How the Stroop Effect Arises from Optimal Response Times in Laterally Connected Self-Organizing Maps
Divya Prabhakaran, Uli Grasemann, Swathi Kiran, Risto Miikkulainen
TL;DR
This paper shows that the Stroop effect can arise naturally from the internal dynamics of cortically-inspired, self-organizing lexical and semantic representations. By extending the BiLex SOM with lateral connections, the model produces time-dependent competition between semantic and lexical pathways, with interference regulated by a context-dependent routing parameter $r_\mathrm{lex}$ and an entropy threshold $E_t<1$. The best routing ($r_\mathrm{lex}=0.45$, $r_\mathrm{sem}=0.05$) yields an overall accuracy of $84.2\%$, with a pronounced Stroop effect: congruent trials are fastest and most accurate, incongruent trials are slower and more error-prone, and no-input trials show intermediate performance; reaction-time patterns align with human data.

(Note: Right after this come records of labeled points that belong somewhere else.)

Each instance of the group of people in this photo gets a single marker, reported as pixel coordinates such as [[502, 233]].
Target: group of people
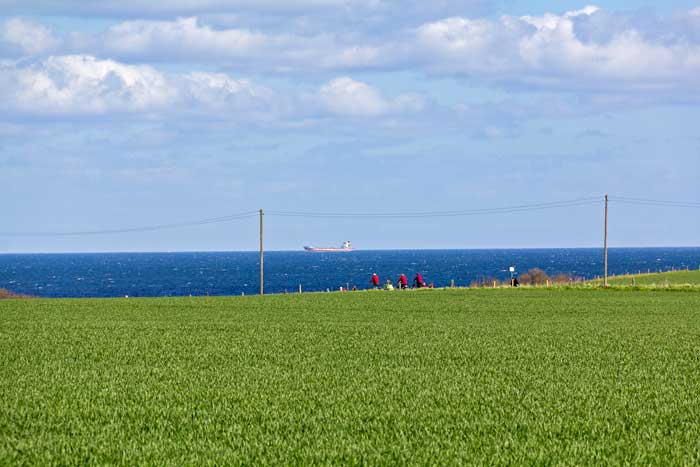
[[401, 283]]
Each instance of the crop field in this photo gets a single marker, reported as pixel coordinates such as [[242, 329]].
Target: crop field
[[430, 377], [658, 279]]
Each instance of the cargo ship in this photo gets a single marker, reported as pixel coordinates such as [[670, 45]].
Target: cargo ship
[[346, 247]]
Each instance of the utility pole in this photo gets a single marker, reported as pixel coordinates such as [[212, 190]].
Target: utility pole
[[262, 274], [605, 246]]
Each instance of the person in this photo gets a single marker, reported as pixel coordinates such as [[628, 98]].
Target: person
[[418, 281], [403, 282]]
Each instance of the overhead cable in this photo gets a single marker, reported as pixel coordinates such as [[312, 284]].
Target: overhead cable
[[654, 202], [211, 220], [454, 213]]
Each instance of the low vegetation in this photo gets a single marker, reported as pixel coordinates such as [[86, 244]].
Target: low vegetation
[[661, 279], [512, 376]]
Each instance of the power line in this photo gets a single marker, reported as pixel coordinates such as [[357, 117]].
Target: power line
[[654, 202], [455, 213], [211, 220]]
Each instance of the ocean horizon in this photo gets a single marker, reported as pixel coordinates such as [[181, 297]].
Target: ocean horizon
[[157, 274]]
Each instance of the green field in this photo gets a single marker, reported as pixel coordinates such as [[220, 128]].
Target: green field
[[655, 279], [434, 377]]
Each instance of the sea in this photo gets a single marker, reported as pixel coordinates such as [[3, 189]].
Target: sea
[[238, 273]]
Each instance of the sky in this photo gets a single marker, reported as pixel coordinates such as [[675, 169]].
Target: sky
[[118, 116]]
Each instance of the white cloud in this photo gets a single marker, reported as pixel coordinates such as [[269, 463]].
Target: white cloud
[[587, 49], [80, 84], [85, 85], [346, 96], [546, 51]]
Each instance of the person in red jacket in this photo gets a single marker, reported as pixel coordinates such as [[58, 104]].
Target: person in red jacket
[[418, 281], [403, 282]]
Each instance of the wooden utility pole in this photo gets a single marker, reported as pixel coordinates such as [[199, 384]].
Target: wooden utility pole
[[262, 269], [605, 246]]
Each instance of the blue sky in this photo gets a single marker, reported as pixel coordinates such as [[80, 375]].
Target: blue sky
[[115, 115]]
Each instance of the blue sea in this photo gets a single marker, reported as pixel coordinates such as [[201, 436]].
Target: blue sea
[[237, 273]]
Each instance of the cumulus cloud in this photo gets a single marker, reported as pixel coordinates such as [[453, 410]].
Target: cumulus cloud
[[85, 85], [80, 84], [588, 49]]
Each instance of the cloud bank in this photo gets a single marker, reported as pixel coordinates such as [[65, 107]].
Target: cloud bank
[[85, 85], [584, 49]]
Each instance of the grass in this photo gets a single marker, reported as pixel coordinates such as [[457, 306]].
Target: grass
[[661, 279], [570, 377]]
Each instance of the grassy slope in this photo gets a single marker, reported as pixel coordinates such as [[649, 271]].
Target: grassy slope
[[661, 278], [441, 377]]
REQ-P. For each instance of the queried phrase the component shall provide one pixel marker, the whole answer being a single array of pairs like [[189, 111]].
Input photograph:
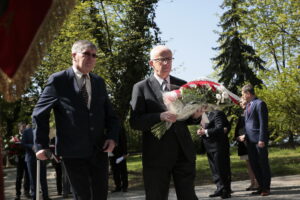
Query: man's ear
[[73, 56], [151, 63]]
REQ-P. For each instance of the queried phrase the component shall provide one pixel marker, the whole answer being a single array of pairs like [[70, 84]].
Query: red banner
[[27, 28], [18, 26]]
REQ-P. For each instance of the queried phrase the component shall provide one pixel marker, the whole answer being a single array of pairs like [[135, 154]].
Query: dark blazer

The work highlights how attentional constraints and stimulus-driven processing contribute to cognitive control phenomena and provides a foundation for future extensions to aging, bilingualism, and adaptive routing in cognitive systems, including neural-inspired mechanisms akin to basal ganglia control. $E_t$ and $r_\mathrm{lex}$ are central to the balancing of speed and accuracy, illustrating how optimized performance can incur Stroop-like interference as a natural byproduct of efficient processing.
Abstract
The Stroop effect refers to cognitive interference in a color-naming task: When the color and the word do not match, the response is slower and more likely to be incorrect. The Stroop task is used to assess cognitive flexibility, selective attention, and executive function. This paper implements the Stroop task with self-organizing maps (SOMs): Target color and the competing word are inputs for the semantic and lexical maps, associative connections bring color information to the lexical map, and lateral connections combine their effects over time. The model achieved an overall accuracy of 84.2%, with significantly fewer errors and faster responses in congruent compared to no-input and incongruent conditions. The model's effect is a side effect of optimizing response times, and can thus be seen as a cost associated with overall efficient performance. The model can further serve studying neurologically-inspired cognitive control and related phenomena.